Il rilascio del visto indica che lo straniero soddisfa i requisiti necessari all’ingresso in Italia contenuti nel Decreto Legislativo 286 del 1998 (cd. Testo Unico Immigrazione) e nel Regolamento UE 810 del 2009 (cd. Codice dei Visti), recentemente modificato dal Regolamento UE 1195 del 2019.
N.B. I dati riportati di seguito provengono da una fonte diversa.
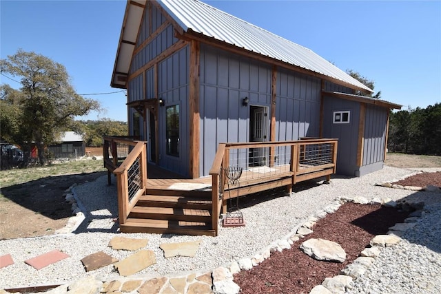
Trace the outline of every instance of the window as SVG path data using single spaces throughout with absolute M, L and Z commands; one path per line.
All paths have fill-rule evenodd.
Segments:
M 61 144 L 61 152 L 70 153 L 74 150 L 73 144 Z
M 166 153 L 179 156 L 179 105 L 168 106 L 165 109 Z
M 334 112 L 333 118 L 334 123 L 349 123 L 351 112 Z
M 138 112 L 133 112 L 133 136 L 136 138 L 141 137 L 141 118 Z

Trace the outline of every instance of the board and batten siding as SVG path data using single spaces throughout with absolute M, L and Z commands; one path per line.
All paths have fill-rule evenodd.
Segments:
M 334 112 L 349 111 L 349 123 L 334 123 Z M 357 165 L 357 147 L 360 103 L 349 100 L 325 96 L 323 98 L 323 137 L 338 138 L 337 174 L 355 176 Z
M 369 105 L 366 107 L 363 162 L 360 169 L 360 176 L 383 167 L 388 112 L 389 109 L 384 107 Z
M 207 176 L 219 143 L 249 140 L 249 105 L 270 110 L 271 67 L 207 45 L 200 54 L 200 165 Z M 243 106 L 245 97 L 248 106 Z M 269 129 L 268 116 L 268 129 Z
M 127 103 L 136 101 L 137 100 L 143 99 L 144 90 L 143 85 L 143 74 L 139 74 L 134 78 L 129 81 L 127 83 Z M 136 110 L 132 107 L 128 107 L 127 116 L 129 122 L 129 134 L 132 136 L 134 134 L 134 125 L 135 123 L 134 120 L 134 115 L 136 113 Z M 139 123 L 140 136 L 141 140 L 145 140 L 144 130 L 144 124 L 143 123 L 142 117 L 140 119 L 141 121 Z

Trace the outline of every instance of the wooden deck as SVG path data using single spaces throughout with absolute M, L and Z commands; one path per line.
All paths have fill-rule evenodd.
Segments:
M 227 200 L 280 187 L 290 191 L 296 182 L 322 176 L 329 180 L 335 171 L 336 160 L 336 140 L 331 142 L 332 149 L 327 151 L 331 152 L 332 162 L 329 158 L 323 162 L 318 160 L 323 157 L 322 147 L 314 149 L 314 158 L 306 158 L 306 152 L 300 145 L 306 150 L 305 146 L 313 141 L 279 143 L 291 148 L 289 162 L 276 165 L 274 160 L 269 162 L 272 162 L 271 165 L 244 168 L 238 178 L 239 185 L 229 185 L 223 171 L 226 171 L 232 157 L 229 150 L 250 146 L 255 148 L 260 145 L 221 145 L 210 176 L 189 179 L 147 164 L 144 142 L 131 142 L 130 154 L 123 160 L 118 160 L 116 143 L 124 140 L 115 141 L 105 144 L 107 150 L 105 149 L 104 154 L 107 157 L 105 156 L 104 162 L 109 174 L 113 171 L 118 179 L 120 230 L 125 233 L 217 235 L 219 216 L 221 212 L 226 213 Z M 113 149 L 110 148 L 111 145 Z M 267 148 L 274 143 L 262 145 Z M 111 154 L 114 154 L 115 160 L 109 156 Z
Ponendola in termini semplici, il visto è un’autorizzazione amministrativa che consente di varcare i confini nazionali ed entrare in Italia. Quando lo straniero entra in Italia, sia che intenda o meno (es. visita turistica) stabilirsi, ha bisogno, ai sensi della legge, di una prova documentale aggiuntiva: il permesso di soggiorno. Ottenerne uno consente, tra le altre cose, di condurre una vita dignitosa, permettendo a seconda dei casi specifici: l’accesso ai diritti accordati agli stranieri in Italia, tra cui il diritto all’abitazione, l’accesso a svariate prestazioni previdenziali (maternità, famiglia) e sussidi (disoccupazione, invalidità) oltre che diritti sul lavoro eguali a quelli accordati ai cittadini italiani; l’iscrizione alle liste anagrafiche ed il conseguente rilascio della carta di identità e del codice fiscale, che consentono l’accesso a servizi essenziali come il servizio sanitario nazionale (SSN) e l’apertura di un conto in banca; la possibilità di avviare il percorso per l’acquisizione della cittadinanza italiana.



Il permesso di soggiorno



Sulla falsariga di quanto accade per i visti, anche le richiesta di un permesso di soggiorno è legata alla sussistenza di una delle motivazioni specifiche previste dalla legge italiana.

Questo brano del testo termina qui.